Tajikistan, which was part of the former Soviet Union until 1991, has been challenging takfiri movements since its independence. The former Soviet country is located in the north of Afghanistan. Tajikistan has become independent after the fall of the Soviet Union in 1991.
Tajikistan has been the destination, where ISIS fighters escaped to after its defeat in Syria and Iraq. In November 2019, ISIS claimed a terrorist attack on a border guard center in Tajikistan.
A group of masked men pledged allegiance to ISIS new leader Abu Ibrahim al-Hashimi al-Qurashi. The Tajik security authorities said the attack killed 17 people, including 15 ISIS terrorists, one policeman and one military personnel. However, ISIS said at least 10 Tajik security personnel were killed.
The Tajik Interior Ministry said that some Tajik nationals of ISIS, who came 3 days earlier from Afghanistan, had carried out the attack.
The Singapore-based International Centre for Political Violence and Terrorism Research said hundreds of Uzbek extremists from East Asia and the Caucasus had gone to Iraq and Syria.

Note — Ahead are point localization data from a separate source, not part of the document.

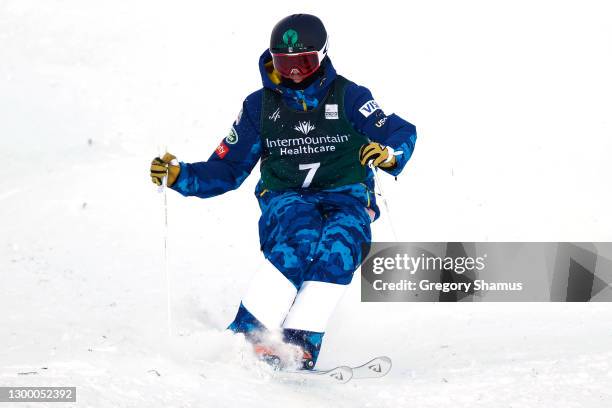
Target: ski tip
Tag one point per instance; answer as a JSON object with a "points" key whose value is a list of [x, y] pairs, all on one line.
{"points": [[341, 374], [375, 368]]}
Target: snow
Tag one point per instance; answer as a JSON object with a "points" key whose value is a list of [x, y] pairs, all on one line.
{"points": [[512, 106]]}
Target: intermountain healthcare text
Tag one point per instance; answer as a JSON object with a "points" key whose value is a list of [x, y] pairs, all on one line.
{"points": [[426, 285], [304, 145]]}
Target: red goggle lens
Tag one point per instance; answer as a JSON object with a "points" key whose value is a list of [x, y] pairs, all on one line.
{"points": [[306, 63]]}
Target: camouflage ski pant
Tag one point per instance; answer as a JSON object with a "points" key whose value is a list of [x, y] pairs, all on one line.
{"points": [[313, 242]]}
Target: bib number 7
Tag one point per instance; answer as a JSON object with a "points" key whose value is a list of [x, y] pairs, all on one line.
{"points": [[312, 169]]}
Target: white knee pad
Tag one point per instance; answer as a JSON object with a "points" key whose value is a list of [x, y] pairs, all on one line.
{"points": [[269, 296], [314, 305]]}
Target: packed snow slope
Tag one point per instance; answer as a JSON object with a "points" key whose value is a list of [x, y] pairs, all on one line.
{"points": [[512, 104]]}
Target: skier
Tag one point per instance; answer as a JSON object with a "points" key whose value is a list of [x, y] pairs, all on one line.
{"points": [[317, 134]]}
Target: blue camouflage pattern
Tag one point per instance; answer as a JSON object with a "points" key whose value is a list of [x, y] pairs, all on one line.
{"points": [[314, 236]]}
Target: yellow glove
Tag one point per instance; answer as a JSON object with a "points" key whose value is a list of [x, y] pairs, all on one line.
{"points": [[379, 155], [166, 166]]}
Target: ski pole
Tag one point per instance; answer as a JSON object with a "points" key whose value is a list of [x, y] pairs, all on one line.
{"points": [[163, 189], [383, 198]]}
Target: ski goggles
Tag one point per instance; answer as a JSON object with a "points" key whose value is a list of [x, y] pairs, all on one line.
{"points": [[301, 64]]}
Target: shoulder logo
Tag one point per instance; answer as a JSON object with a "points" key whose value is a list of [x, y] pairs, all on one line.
{"points": [[331, 111], [222, 150], [304, 127], [232, 138], [369, 108], [275, 115], [237, 121], [290, 37]]}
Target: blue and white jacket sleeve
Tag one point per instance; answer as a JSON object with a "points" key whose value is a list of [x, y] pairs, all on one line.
{"points": [[368, 118], [231, 162]]}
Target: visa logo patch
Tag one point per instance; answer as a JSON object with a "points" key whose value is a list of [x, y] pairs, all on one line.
{"points": [[222, 150], [369, 108], [331, 111]]}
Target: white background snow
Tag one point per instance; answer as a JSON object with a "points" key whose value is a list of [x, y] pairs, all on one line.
{"points": [[512, 104]]}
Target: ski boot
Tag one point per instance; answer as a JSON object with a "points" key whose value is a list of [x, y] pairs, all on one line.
{"points": [[288, 356]]}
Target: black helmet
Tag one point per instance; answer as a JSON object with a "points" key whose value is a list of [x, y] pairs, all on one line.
{"points": [[298, 44]]}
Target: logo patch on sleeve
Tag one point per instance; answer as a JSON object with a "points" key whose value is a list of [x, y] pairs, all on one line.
{"points": [[331, 111], [222, 150], [369, 108], [232, 138]]}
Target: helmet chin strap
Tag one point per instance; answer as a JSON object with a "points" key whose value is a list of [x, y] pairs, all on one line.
{"points": [[304, 82]]}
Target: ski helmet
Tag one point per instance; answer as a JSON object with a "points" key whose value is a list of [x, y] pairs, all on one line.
{"points": [[298, 45]]}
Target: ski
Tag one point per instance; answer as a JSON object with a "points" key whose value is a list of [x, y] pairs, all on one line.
{"points": [[375, 368], [338, 375]]}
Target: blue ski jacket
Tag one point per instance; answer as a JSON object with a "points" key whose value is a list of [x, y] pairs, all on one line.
{"points": [[238, 153]]}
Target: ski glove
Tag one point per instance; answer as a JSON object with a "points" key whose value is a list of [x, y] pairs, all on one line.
{"points": [[166, 166], [377, 154]]}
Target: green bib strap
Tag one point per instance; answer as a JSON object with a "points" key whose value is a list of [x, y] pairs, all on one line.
{"points": [[318, 149]]}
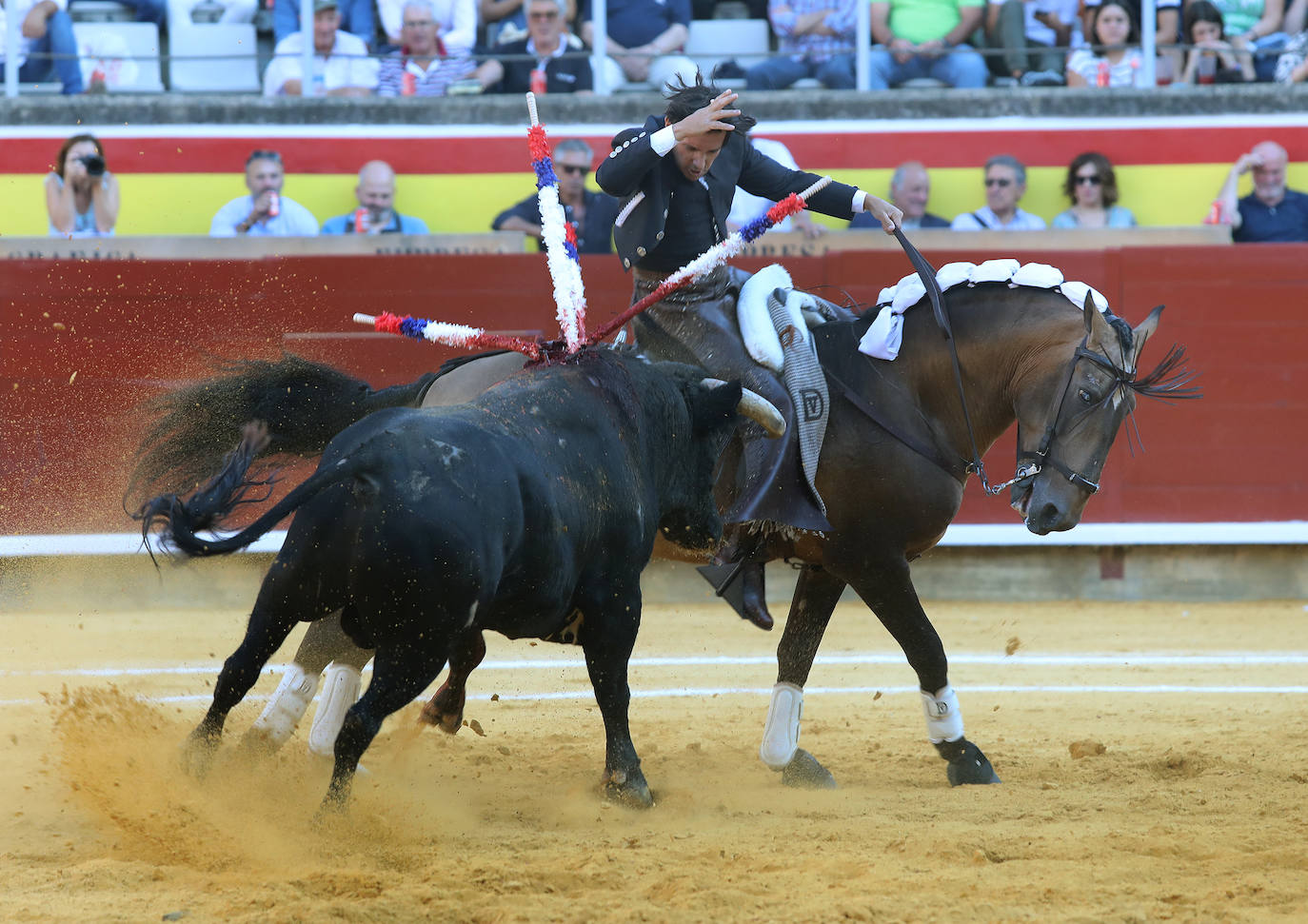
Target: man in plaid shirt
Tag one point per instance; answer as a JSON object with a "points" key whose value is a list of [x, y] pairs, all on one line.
{"points": [[815, 39]]}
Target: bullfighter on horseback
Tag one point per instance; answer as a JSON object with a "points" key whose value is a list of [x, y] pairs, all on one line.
{"points": [[677, 175]]}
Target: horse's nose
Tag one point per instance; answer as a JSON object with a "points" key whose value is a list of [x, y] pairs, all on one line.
{"points": [[1045, 519]]}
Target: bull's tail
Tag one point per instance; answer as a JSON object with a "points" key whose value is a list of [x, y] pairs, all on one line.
{"points": [[219, 497], [304, 404]]}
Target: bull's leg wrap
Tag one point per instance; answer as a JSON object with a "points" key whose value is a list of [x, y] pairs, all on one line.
{"points": [[943, 719], [340, 690], [781, 732], [287, 707]]}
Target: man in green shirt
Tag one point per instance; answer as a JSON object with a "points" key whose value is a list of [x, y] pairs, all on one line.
{"points": [[926, 38]]}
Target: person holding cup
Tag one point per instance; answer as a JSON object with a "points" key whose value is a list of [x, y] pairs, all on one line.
{"points": [[81, 193], [376, 212], [1212, 58]]}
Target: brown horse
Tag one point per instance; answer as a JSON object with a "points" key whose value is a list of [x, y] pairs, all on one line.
{"points": [[896, 457]]}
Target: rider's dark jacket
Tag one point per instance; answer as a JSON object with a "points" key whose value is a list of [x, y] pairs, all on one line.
{"points": [[635, 168]]}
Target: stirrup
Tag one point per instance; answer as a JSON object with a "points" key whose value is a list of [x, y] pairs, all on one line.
{"points": [[741, 584]]}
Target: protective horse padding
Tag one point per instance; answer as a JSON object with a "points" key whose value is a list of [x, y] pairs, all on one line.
{"points": [[885, 335]]}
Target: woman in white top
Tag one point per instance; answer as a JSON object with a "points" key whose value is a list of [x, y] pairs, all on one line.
{"points": [[1118, 63], [81, 195]]}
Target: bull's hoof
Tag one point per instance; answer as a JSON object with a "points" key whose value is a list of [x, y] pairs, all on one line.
{"points": [[445, 711], [968, 766], [628, 790], [804, 773]]}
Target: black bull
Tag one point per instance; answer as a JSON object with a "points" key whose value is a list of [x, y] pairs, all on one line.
{"points": [[892, 479], [528, 511]]}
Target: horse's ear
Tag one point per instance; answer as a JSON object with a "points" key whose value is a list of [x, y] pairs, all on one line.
{"points": [[1142, 332], [1095, 323]]}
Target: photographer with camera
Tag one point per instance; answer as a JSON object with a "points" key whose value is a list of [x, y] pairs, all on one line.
{"points": [[81, 193]]}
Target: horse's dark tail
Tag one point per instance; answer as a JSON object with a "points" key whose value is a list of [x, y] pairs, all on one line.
{"points": [[220, 496], [303, 403]]}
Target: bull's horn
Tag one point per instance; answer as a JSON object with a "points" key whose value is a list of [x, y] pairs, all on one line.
{"points": [[756, 408]]}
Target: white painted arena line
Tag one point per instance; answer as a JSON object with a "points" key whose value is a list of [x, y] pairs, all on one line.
{"points": [[1018, 660], [764, 692]]}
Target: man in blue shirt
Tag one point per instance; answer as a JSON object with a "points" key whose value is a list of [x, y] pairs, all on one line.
{"points": [[265, 212], [645, 39], [1270, 212], [376, 212]]}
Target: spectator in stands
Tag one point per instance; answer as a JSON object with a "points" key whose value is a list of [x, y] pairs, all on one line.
{"points": [[1034, 35], [745, 206], [265, 212], [376, 212], [1118, 62], [1293, 63], [926, 38], [1270, 212], [506, 20], [455, 24], [815, 38], [910, 189], [356, 18], [342, 64], [81, 193], [537, 63], [423, 66], [1091, 186], [1168, 21], [590, 213], [1213, 59], [46, 44], [644, 41], [1004, 186], [1256, 27]]}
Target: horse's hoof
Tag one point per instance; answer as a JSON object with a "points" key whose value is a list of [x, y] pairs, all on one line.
{"points": [[195, 756], [628, 790], [968, 766], [804, 773]]}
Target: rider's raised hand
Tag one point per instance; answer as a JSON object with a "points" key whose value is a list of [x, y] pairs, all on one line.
{"points": [[890, 216], [710, 118]]}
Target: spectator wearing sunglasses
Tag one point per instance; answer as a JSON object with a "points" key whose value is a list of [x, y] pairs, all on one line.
{"points": [[1091, 186], [590, 213], [265, 212], [1004, 186], [548, 60]]}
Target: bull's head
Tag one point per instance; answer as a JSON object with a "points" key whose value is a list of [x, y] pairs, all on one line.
{"points": [[716, 408], [1067, 447]]}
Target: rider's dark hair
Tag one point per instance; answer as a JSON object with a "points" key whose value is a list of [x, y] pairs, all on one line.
{"points": [[685, 98]]}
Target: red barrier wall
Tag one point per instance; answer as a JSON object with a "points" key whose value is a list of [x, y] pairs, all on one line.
{"points": [[84, 342]]}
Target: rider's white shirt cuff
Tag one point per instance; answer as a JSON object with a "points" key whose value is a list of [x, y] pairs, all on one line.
{"points": [[664, 140]]}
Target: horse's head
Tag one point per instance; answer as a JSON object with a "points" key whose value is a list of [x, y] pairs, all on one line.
{"points": [[1062, 443]]}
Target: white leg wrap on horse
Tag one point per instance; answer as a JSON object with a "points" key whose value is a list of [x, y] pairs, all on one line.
{"points": [[781, 732], [287, 707], [340, 690], [943, 719]]}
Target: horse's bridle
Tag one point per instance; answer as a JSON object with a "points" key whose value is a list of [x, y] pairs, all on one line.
{"points": [[1041, 458]]}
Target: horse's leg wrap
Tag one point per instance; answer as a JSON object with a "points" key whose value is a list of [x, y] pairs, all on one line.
{"points": [[287, 707], [781, 732], [943, 719], [340, 690]]}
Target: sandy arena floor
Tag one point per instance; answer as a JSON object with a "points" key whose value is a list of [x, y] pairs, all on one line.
{"points": [[1195, 811]]}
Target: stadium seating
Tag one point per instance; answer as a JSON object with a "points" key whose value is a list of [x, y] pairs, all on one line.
{"points": [[213, 58], [125, 53], [714, 41]]}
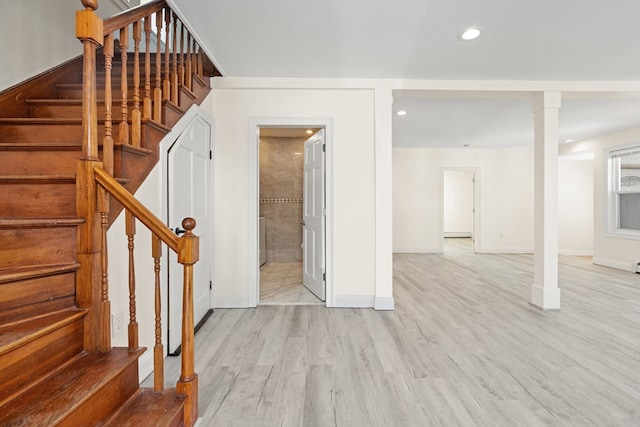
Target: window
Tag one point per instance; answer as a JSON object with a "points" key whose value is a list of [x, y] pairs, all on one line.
{"points": [[623, 170]]}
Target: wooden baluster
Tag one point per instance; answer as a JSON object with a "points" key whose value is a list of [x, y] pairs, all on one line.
{"points": [[174, 64], [107, 142], [157, 91], [158, 349], [124, 125], [194, 66], [188, 253], [189, 70], [146, 104], [135, 114], [200, 63], [166, 84], [105, 304], [182, 64], [130, 224]]}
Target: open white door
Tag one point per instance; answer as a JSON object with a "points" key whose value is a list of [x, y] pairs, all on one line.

The center said takfiris from Kazakhstan, Uzbekistan, Tajikistan, Turkmenistan and Kyrgyzstan had gone to Syria and Iraq because of the the international coalition’s restrictions in Syria and Iraq.
Meanwhile, Andrei Grozin, a Central Asia expert at the Institute for Countries of the Commonwealth of Independent States in Moscow, told Sputnik news agency that ISIS’ presence in Tajikistan poses a threat to Russian tourists and Russia as a whole.
Grozin said that the people linked to ISIS are not necessarily organizational, pointing out that there are sleeper cells as well.
These sleeper cells share the same ideology, Grozin said.
According to Tajik police estimates, more than 500 Tajiks had joined ISIS. The International Center for Counter-terrorism, said in a study in 2017 that Tajikistan has provided ISIS with foreign suicide bombers. That underscores Tajikistan’s jeopardy as ISIS takfiris return to their home countries.